Emil Cioran, « L’arbre de vie » » in « La chute dans le temps », p.25, Gallimard, 1964.

« Anatomical Man » from the Limbourgh brothers’ Très riches Heures du duc de Berry (1415). The Latin inscriptions describe the zodiac signs’ properties according to the four complexions (hot, cold, wet, dry).

Les langues de leurs guerres, ensorcelées par un manque de savoirs,
Le noir des yeux fardés, la fermeture de l’Esprit et le flou des visages,
la voix des spectres d’où s’est retirée toute présence,
les murmures étouffés par les murs des médias,
dans cette voix désincarnée, personne ne s’y éprouve,
c’est le spectre audio sculptée, la forme souffrante, empêchée ;
une sculpture machine, roulante, nickel, en cours d’interactivités …
Des programmes médiatiques forts, reliés, loin, par des immenses abandons, dans l’industrie du rien, s’agitent les armées des Automates …

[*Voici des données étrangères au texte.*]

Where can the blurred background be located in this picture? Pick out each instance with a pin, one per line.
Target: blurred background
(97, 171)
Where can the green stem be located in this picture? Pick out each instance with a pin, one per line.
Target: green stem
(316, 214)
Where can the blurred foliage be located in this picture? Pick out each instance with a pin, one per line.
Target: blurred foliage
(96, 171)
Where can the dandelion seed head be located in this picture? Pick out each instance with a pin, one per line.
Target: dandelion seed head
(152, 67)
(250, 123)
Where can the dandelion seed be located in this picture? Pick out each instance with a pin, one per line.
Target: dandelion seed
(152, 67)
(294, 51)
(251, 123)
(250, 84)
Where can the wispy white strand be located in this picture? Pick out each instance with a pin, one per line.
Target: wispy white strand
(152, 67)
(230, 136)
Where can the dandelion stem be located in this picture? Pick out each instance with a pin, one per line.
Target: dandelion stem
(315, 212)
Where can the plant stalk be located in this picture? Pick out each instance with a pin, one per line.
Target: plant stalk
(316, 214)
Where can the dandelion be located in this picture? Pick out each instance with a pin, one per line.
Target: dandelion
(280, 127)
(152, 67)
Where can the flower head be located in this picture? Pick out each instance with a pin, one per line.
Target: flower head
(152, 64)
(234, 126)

Et les mots et les images par vagues incessantes, tombent un à un, inutiles, aux cœurs des orages, dans les rouages guerriers, mécaniques, sémantiques, par les vecteurs idiots, la langue de bois tape sur un faux sol, une fausse structure,
et plus rien n’advient comme vivant, expressif, sensible et organique … Je vois l’ailleurs rêvé de ces mondes « tautistes » ; la bascule froide et inerte, l’utopie monstre des décideurs experts, naviguant sûrs d’eux mêmes, en mises en ordres fermes, géo terreurs subtils et absurdes commandements, rien de réel ne perce les vitres transparentes de leurs langages, des zébrures en zigzag feront des rires parmi nous, bienvenus…

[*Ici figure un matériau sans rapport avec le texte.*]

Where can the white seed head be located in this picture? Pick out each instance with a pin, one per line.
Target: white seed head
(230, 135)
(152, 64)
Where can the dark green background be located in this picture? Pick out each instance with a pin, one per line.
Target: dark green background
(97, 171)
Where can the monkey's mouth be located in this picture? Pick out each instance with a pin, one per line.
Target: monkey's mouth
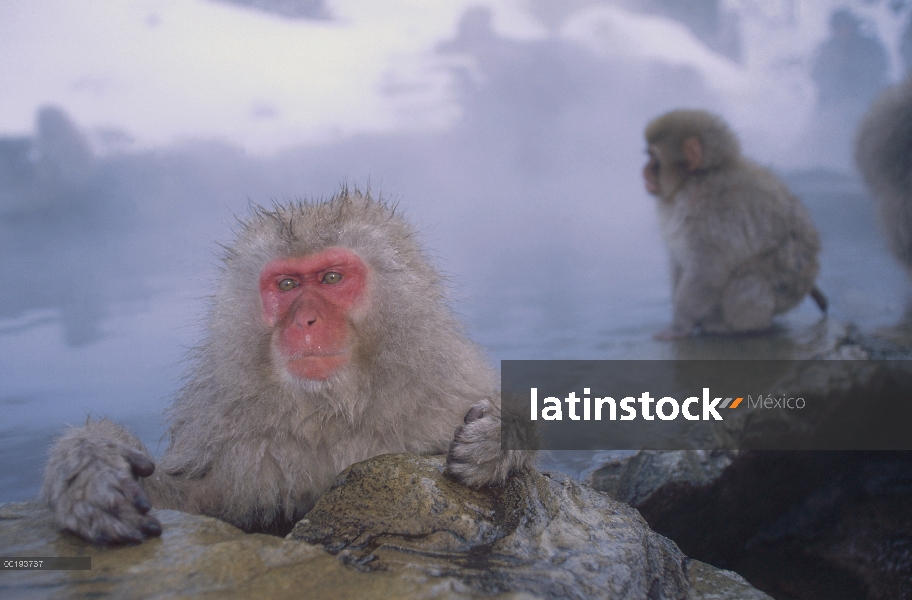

Dans les doublures des mots signes seront tissées des rencontres,
qui poussent sur les déchets des mondes ; par les mortels paradoxes,
à contre-temps, contre lieux, proviennent l’Art, l’expérience de l’ami.e et la consolation, quand je revêt les vêtements bariolés de ton monde, de vos alertes précisions, les formes symboliques surviennent sans attentes, seules, vives et sans prévisions, elles soutiennent et structurent des dynamiques de courages, des formes d’interactions, les foyers dont les lumières illuminent leurs visages, les sens des usages, ah reconnaître l’absence de séries, de généralités, de répétitions, ou de temps prototypes ; l’habitude sortie du rack et des décisions des machines …

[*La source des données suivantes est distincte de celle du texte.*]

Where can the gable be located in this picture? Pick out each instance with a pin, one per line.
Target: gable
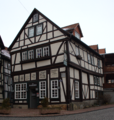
(49, 32)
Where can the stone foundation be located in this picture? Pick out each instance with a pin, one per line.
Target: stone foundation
(21, 106)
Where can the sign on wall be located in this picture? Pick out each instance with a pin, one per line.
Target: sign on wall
(33, 76)
(27, 77)
(54, 73)
(42, 74)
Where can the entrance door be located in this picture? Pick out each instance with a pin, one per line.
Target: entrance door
(33, 99)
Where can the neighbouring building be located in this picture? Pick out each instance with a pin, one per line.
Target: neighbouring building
(53, 62)
(5, 73)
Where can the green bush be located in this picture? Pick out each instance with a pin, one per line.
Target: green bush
(6, 103)
(44, 102)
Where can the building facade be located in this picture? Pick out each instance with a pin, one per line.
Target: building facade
(49, 61)
(5, 73)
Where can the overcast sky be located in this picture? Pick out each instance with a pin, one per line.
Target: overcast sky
(96, 18)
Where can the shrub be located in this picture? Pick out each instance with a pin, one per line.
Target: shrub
(44, 102)
(6, 103)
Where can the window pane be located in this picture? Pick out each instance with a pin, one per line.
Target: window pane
(31, 32)
(39, 29)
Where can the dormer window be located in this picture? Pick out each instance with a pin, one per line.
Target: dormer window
(35, 17)
(77, 35)
(31, 32)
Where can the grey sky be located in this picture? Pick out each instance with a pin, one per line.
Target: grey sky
(96, 18)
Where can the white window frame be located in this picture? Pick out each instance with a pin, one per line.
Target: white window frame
(76, 89)
(77, 50)
(38, 53)
(21, 90)
(54, 89)
(31, 32)
(30, 52)
(39, 29)
(35, 17)
(24, 57)
(46, 50)
(40, 90)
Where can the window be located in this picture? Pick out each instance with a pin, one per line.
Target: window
(39, 53)
(31, 32)
(39, 29)
(46, 51)
(20, 91)
(92, 60)
(35, 17)
(24, 55)
(54, 88)
(30, 54)
(76, 89)
(77, 50)
(89, 60)
(77, 35)
(42, 90)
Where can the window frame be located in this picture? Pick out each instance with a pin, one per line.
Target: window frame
(34, 19)
(42, 89)
(20, 91)
(55, 89)
(75, 89)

Poursuivre le chemin ouvert sur les lignes de crêtes, s’apprivoiser ensemble, voir les symboles écrits sur les feuilles blanches, les autels des autres dieux, un être vivant, un jour, dans nos futurs, va les lire, un jour ou une nuit, et ressaisir la passion créative et la mise en forme de nos pensées ; il y a la catastrophe survenue dans le temps, la psyché dévastée, l’adhérence au digital des objets perçus, de tout contacts sensibles ; l’ordre communicant, la conversion vers le digit-fétiche et la survivance de la seconde nature ; au delà d’une guerre de la conformité et du désastre, la « Médiacratie » construit des territoires négatifs, en milles séries.

Entre l’anarchie capital et la violence des guerres ; la ligne des contrôles extrêmes, ces zones d’ombres multiples, n’apparaissent nulle part … Seules des voix sorties de l’enfer viennent nous dire, nous montrer, l’expérience de la douleur vivante et les savoirs précis, familiers et étranges, et dans l’entre-deux, rien n’est facile ou donné d’avance, car il faut bien du courage pour survivre et nous dire, par la voix, ce qui est et devient, vulnérables, derrière les vidéo-drames puissants, les médias prisons, les fausses corniches qui ne soutiennent rien, les volontés d’extermination et de perdition des formes d’existences vivantes.